Lara vordert, na vermindering van eis ter zitting, dat de kantonrechter:
- voor recht verklaart dat de huurovereenkomst tussen partijen eindigt per 1 augustus 2017 of zoveel eerder dat een nieuwe huurovereenkomst tot stand is gekomen;
- [gedaagde] veroordeelt tot betaling van € 30.607,76 aan onbetaalde huurtermijnen, te vermeerderen met de wettelijke rente vanaf de respectievelijke vervaldata;
- [gedaagde] veroordeelt tot betaling van € 1.388,83 aan buitengerechtelijke incassokosten;
- [gedaagde] veroordeelt tot betaling van € 1.740,00 aan kosten Nuon; en
- [gedaagde] veroordeelt tot betaling van de proceskosten.
3.2.
Lara legt aan de vordering ten grondslag – kort weergegeven – dat de huurovereenkomst niet voor 1 augustus 2015 is opgezegd. De huurovereenkomst is met ingang van 1 augustus 2016 omgezet naar een overeenkomst voor onbepaalde tijd. De eerste datum waartegen [gedaagde] kon opzeggen was daarom 1 augustus 2017. Er is geen vervangende huurder gevonden.
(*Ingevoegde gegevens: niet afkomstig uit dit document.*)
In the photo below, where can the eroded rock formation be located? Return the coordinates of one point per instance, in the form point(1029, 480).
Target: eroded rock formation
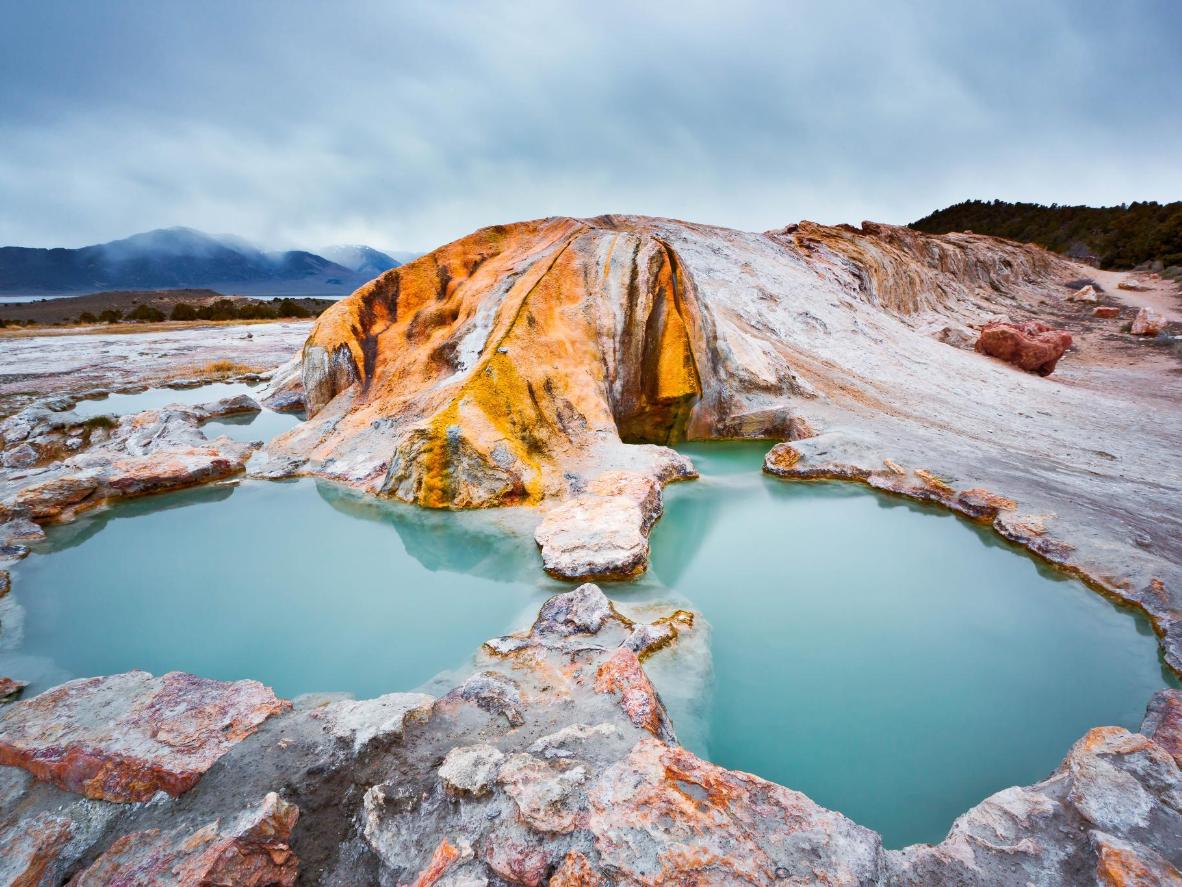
point(57, 464)
point(1031, 345)
point(518, 363)
point(556, 763)
point(129, 736)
Nu [gedaagde] nog huurder is van het pand, dient zij ook de energiekosten ten aanzien van het pand te betalen.

4.Het verweer

4.1.
[gedaagde] betwist de vordering. Zij voert aan – samengevat – dat volgens de brieven van 14 april 2016 en 10 mei 2016 zij slechts een gelijkwaardige huurder hoefde voor te stellen. Dat heeft zij ook gedaan. Dat er geen huurovereenkomst is gesloten tussen Lara en [naam partij] komt doordat Lara onredelijke condities voorstelde. De huurovereenkomst is daarom op 1 augustus 2016 beëindigd. Indien dit niet het geval is, loopt de huurovereenkomst tot 1 april 2017, nu er in maart 2016 is opgezegd en de opzegtermijn een jaar bedroeg. De huur was € 3.400,86 inclusief BTW. [gedaagde] heeft vanaf 1 augustus 2016 geen gebruik meer van het pand gemaakt. In de huurovereenkomst is niet opgenomen dat er bijkomende energiekosten zijn.

5.De beoordeling

5.1.
De kantonrechter stelt vast dat partijen ieder een andere uitleg aan de inhoud van de brief van 10 mei 2016 van [juridisch adviseur] aan [gedaagde] geven. Lara heeft aangevoerd dat begrepen diende te worden dat de huurovereenkomst met [gedaagde] met ingang van
1 augustus 2016 zou eindigen indien Lara met een andere huurder een huurovereenkomst had gesloten, [gedaagde] heeft aangevoerd dat zij mocht begrijpen dat zij enkel een gelijkwaardige huurder hoefde aan te dragen. Het komt dan aan op de bedoeling van partijen en hetgeen zij in de gegeven omstandigheden redelijkerwijs van elkaar mochten verwachten. Daarbij kan mede van belang zijn tot welke maatschappelijke kringen partijen behoren en welke rechtskennis van zodanige partijen kan worden verwacht.
5.2.
[juridisch adviseur] heeft in de brief van 10 mei 2016 geschreven dat [gedaagde] binnen veertien dagen een voorstel voor een andere huurder diende te doen dan wel een schriftelijk bod voor afkoop. [juridisch adviseur] trad op als de juridisch adviseur van Lara. Van hem mag dan ook worden verwacht dat hij juridische kennis heeft, en wel meer dan [gedaagde] . In de brief wordt letterlijk gesproken over “een voorstel voor een alternatieve huurder te doen”. Er is in de brieven niets opgenomen over een aanvullende voorwaarde dat Lara ook een huurovereenkomst met de alternatieve huurder diende te sluiten. Gelet hierop is de kantonrechter van oordeel dat [gedaagde] mocht verwachten dat de huurovereenkomst met ingang van 1 augustus 2016 zou eindigen, indien zij binnen twee weken na 10 mei 2016 een alternatieve, gelijkwaardige, huurder zou aanbieden. Niet in geschil is dat [gedaagde] [naam partij] aan Lara heeft voorgesteld en dat [naam partij] een gelijkwaardige huurder is. Dat er uiteindelijk geen overeenkomst tussen Lara en [naam partij] tot stand is gekomen, is gelet op het voorgaande niet relevant. De huurovereenkomst is dan ook per 1 augustus 2016 beëindigd.
5.3.
De conclusie is dat de kantonrechter de vorderingen van Lara zal afwijzen.
5.4.
De proceskosten komen voor rekening van Lara, omdat zij ongelijk krijgt.

6.De beslissing

De kantonrechter:
6.1.
wijst de vordering af;
6.2.
veroordeelt Lara tot betaling van de proceskosten, die tot en met vandaag voor [gedaagde] worden vastgesteld op een bedrag van € 800,00 aan salaris van de gemachtigde van [gedaagde] .
6.3.
verklaart dit vonnis uitvoerbaar bij voorraad.
Dit vonnis is gewezen door mr. K.I. Oyunlu en op bovengenoemde datum in het openbaar uitgesproken in aanwezigheid van de griffier.